Archduke, father and master of VutRhaGroHul, an Emilian one-man band born in 2013, debuts this year with a full-length album titled “Legion Noir” (perhaps an explicit reference to the well-known French “Black Legions”?). Indeed, at first glance, this album might seem like a curious example of modern industrial Black Metal; but that's not the case.

One thing needs to be pointed out immediately: this album completely defies the traditional canons of Metal, it is an extreme record with a cold but avant-garde attitude, completely detached from the strict market standards, it will probably be a work of difficult assimilation even for the most passionate underground navigators, and more than one listen will be necessary.

The album, in its 51-minute duration, divided into 10 tracks, touches a vast range of musical experiences from Industrial Black Metal, to progressive Jazz, culminating in the most violent and suffocating Harsh Noise.

The whole is accentuated by a decidedly saturated and oppressive production that leaves no room for air to breathe for the listener, who, willingly or not, is catapulted into a dark world where even the sweetest melody is imprisoned under layers and layers of more or less sick and disturbing sounds.

After a few listens, it becomes clear how the album, as the tracks progress, is an increasingly putrid descent into madness.

Anexistance Morbid Rapturne” is the short track that kicks off the dance with a pounding guitar and bass rhythm, supported by an infernal voice, a rather unusual mixing (consider that the bass is placed on the right) and a Drum-Machine tempo worthy of a schizophrenic. With the subsequent “Hyperborean Void Queen” the traces of the guitar are lost and the bass returns to the center. Probably it is the most commercial piece of the album, despite the strong presence of stormy Synths that pervade the entire track, given its simple structure and fast-paced rhythm. With “Satanic Scrypt of This Age” the metallic delirium erupts after a short electronic introduction, with strictly odd times, relentless Blast Beats, and Loops on the vocal lines. The Baroque solo in the middle of the song is interesting. Esoteric Sun VI Black Sun V” is the first long piece of the album, for the most part, it does not exceed the standards already defined by the other nominated songs. With an oriental and majestic introduction, composed of harps and Imperial drums, “Xenoanathem” opens as a glorious piece of Death/Black Metal with some Industrial influences.

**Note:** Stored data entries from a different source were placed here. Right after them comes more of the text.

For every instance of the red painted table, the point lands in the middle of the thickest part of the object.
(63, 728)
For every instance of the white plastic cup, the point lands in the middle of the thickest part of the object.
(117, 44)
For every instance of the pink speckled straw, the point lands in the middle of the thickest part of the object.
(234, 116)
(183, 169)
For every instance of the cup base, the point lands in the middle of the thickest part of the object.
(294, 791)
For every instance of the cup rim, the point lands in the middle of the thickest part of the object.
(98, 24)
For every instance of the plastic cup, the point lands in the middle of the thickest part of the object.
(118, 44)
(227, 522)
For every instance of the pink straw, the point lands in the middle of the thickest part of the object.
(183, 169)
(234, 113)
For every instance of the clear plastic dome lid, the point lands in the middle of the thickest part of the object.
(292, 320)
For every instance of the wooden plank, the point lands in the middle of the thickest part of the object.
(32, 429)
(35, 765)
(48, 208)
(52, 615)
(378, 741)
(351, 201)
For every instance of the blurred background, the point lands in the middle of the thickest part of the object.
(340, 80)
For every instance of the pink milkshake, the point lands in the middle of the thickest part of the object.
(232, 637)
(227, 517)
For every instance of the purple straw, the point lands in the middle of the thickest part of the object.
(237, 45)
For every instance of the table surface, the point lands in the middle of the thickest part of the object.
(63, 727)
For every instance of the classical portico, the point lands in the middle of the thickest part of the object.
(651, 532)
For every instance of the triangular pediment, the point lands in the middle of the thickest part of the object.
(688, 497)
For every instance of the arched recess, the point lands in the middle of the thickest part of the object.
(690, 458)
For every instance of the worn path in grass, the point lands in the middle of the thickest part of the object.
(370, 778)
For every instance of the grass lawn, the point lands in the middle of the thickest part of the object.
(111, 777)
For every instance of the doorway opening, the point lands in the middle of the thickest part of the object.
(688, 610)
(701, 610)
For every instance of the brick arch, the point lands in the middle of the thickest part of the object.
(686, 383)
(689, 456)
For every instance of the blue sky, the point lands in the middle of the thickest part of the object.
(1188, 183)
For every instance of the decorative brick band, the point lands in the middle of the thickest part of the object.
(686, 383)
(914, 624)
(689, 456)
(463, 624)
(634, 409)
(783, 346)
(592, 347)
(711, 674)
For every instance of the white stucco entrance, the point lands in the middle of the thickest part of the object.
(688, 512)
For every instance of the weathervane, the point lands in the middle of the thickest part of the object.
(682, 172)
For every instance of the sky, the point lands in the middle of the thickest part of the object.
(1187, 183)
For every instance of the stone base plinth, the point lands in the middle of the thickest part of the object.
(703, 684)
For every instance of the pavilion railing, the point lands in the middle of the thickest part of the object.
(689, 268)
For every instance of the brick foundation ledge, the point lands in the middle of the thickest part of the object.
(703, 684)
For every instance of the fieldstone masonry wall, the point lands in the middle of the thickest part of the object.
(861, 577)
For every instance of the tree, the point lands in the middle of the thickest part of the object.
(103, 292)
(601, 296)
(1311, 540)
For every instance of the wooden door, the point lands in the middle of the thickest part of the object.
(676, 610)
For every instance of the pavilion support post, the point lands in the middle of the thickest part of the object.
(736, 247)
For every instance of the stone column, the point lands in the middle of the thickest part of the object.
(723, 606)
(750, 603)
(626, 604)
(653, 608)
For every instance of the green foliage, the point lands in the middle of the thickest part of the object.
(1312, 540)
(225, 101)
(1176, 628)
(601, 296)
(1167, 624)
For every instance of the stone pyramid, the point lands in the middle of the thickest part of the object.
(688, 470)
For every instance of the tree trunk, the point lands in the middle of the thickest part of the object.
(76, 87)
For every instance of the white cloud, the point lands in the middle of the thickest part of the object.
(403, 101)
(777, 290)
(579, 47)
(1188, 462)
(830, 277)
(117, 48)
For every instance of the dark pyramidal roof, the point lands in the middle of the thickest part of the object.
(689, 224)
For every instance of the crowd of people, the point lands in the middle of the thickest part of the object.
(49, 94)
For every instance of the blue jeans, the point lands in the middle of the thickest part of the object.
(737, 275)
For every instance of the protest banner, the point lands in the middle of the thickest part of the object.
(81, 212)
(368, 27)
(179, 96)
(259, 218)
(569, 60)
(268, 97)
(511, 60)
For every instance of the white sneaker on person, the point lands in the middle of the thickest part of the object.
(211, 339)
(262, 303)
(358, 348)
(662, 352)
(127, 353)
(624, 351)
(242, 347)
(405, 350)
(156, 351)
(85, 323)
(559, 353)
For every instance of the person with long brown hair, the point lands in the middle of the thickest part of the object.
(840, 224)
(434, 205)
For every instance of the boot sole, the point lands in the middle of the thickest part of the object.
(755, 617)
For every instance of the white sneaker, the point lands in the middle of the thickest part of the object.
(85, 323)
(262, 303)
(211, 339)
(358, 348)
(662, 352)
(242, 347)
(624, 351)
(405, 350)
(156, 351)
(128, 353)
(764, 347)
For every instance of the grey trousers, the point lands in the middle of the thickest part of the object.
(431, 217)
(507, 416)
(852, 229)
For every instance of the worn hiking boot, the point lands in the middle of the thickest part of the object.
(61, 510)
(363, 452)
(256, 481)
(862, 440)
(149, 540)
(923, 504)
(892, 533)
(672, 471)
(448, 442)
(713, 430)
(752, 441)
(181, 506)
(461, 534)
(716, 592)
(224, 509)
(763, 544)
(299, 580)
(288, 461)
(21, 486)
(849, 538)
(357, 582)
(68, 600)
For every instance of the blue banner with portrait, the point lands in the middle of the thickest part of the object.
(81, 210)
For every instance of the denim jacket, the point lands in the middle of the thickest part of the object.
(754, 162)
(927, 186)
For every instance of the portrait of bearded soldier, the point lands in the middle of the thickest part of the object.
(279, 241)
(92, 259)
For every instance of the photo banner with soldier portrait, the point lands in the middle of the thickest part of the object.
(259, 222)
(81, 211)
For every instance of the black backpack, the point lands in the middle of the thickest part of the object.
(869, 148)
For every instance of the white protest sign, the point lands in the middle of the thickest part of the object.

From here on, the album becomes truly extreme, any already scarce form of “melody” and/or “musicality” is definitively lost.

Funeral 6x-9xy+3m” is a track where the most uncompromising Black Metal meets an insurmountable wall of Power Electronics, formed by layers of stratified noises. An extreme piece, where the threads are pulled by significant bass lines (still difficult to hear on the first listens). The following track, “Ohohmimyr”, is disturbed and sustained solely by a chorus of torn and infernal screams, Blast Beats, and electronic sounds. Into the Ancestral Terror” is a piece where, for nine minutes, noises upon noises, every instrument except the omnipresent bass, is engulfed and disappears. Probably it is the piece where one finds the most saturated, heavy, and extreme sound of the album.

Once you've overcome this entire section of the album, a third section opens, where the noise vanishes, favoring dark yet perfectly understandable sounds, over which a melancholic electronic melody rises in “The Sofference of Dark Land,” leading to the concluding “Hyperborean Void Queen (Ver. II9)” where the author reinterprets his previous piece in a classical and melancholic key.

This album is full of passion, expressed by a superb technique and expressive research, but it is clearly aimed at a small Elite audience. The oppressive and mechanical sound, the extreme variety of ideas and the difficulty in understanding certain parts do not make it an easily lovable work, but probably that's exactly what the author wanted: a cerebral, intellectual, and extreme album. If you have the right dose of patience and an open mind, this work will reward you for a long time over time, otherwise, I strongly advise against it.

That said, anyway, this monster of negativity is just the beginning, “Legion Noir” after all is only a debut, in the next work it will be up to them to confirm or deny the actual extent of this project in the name of “VutRhaGroHul”.